A critical detail often buried in footnotes: SpaceX reported paying $483,000 to foreign governments and $78,000 to U.S. states in 2021. In 2020–2021, it logged just $6,000 of income taxes without specifying where that went. Federal? Doesn't look like it. Financial reviewers called this posture "substantial and notable" given the heavy reliance on U.S. contracts.
This isn't just "a startup burning cash." The contract pipeline runs decades deep—NASA and DoD obligations measured in the tens of billions across programs, from ISS cargo and crew to intelligence payloads. SpaceX earned that business by making launches cheaper and more frequent.
Still, the public underwrites the climb while the private side pockets the compounding returns.
The Numbers in One Clean Take
Loss carryforwards: ~$5.4 billion by 2021; ~$3 billion indefinite post-2017
Federal revenue share: ~83.8% in 2020
Revenue trajectory: ~$7.4 billion (2023) → guidance ~$15.5 billion (2025)
EBITDA growth: ~$2.6 billion (2023) → ~$5 billion (2024)
Starlink metrics: ~6 million subscribers, ~$8 billion revenue (2023)
Taxes paid (2021): ~$483k foreign, ~$78k state; plus $6k income tax (2020–2021)
No need for moral posturing. Just change the rules where the incentives bite.
1. Contractor tax floor: If more than 50% of revenue in a given year comes from federal contracts, set a minimum federal income tax floor—say, 5–8% of pre-NOL taxable income. NOLs carry forward, but can't zero-out payments funded by taxpayers.
2. NOL gating for subsidy-backed firms: Losses generated in years with material federal support can offset only 50% of future income tied to those same product lines. Keep the 80% general rule for everyone else; tighten it for government-dependent giants.
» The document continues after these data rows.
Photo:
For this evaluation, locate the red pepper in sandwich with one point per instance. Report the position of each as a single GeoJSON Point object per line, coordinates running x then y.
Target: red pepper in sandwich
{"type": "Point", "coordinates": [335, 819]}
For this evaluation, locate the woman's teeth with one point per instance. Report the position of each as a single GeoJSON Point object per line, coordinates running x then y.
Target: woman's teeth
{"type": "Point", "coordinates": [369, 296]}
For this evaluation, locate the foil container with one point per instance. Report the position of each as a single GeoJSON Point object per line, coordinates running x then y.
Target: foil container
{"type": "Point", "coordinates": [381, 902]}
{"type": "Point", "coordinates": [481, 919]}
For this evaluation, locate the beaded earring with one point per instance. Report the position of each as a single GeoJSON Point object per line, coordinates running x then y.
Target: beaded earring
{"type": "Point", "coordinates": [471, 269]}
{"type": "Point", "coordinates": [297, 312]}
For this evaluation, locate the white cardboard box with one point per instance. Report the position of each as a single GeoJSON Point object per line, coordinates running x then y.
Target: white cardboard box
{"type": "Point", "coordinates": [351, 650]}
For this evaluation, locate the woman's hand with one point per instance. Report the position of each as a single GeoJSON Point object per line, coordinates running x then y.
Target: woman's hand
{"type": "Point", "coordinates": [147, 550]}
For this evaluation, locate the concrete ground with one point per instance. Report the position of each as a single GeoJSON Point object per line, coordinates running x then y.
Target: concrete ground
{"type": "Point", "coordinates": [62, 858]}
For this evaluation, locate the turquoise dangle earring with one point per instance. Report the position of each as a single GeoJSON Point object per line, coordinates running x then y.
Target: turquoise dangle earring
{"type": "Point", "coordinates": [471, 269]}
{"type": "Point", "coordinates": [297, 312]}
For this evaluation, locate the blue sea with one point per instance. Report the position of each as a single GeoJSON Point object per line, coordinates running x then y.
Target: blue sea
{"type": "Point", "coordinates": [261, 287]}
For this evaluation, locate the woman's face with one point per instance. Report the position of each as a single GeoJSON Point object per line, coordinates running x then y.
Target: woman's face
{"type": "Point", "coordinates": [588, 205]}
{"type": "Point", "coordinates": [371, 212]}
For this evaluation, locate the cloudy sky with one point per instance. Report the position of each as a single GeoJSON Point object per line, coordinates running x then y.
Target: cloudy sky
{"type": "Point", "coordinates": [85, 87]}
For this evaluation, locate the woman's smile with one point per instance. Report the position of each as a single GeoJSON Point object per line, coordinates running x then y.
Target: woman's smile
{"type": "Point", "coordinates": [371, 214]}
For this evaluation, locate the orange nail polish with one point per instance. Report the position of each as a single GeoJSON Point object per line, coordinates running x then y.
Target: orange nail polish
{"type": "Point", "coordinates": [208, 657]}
3. Claw-forward, not clawback: Create a public return mechanism: once EBITDA clears a threshold (say, 20% margin or $3 billion, whichever is higher) and federal revenue remains above 30%, skim 1–2% of revenue as a surtax until NOLs from subsidized build years are exhausted. Predictable and hard to game.
4. Contract pricing hygiene: Build tax posture into bid scoring. If a bidder's effective federal rate sits below 5% over a rolling 3-year window due to NOLs, discount their non-price factors or require price give-backs. No scolding—just math in the RFP.
The point isn't punishment. It's symmetry.
The public pays to light the fuse; the public should see a return when the rocket clears the tower.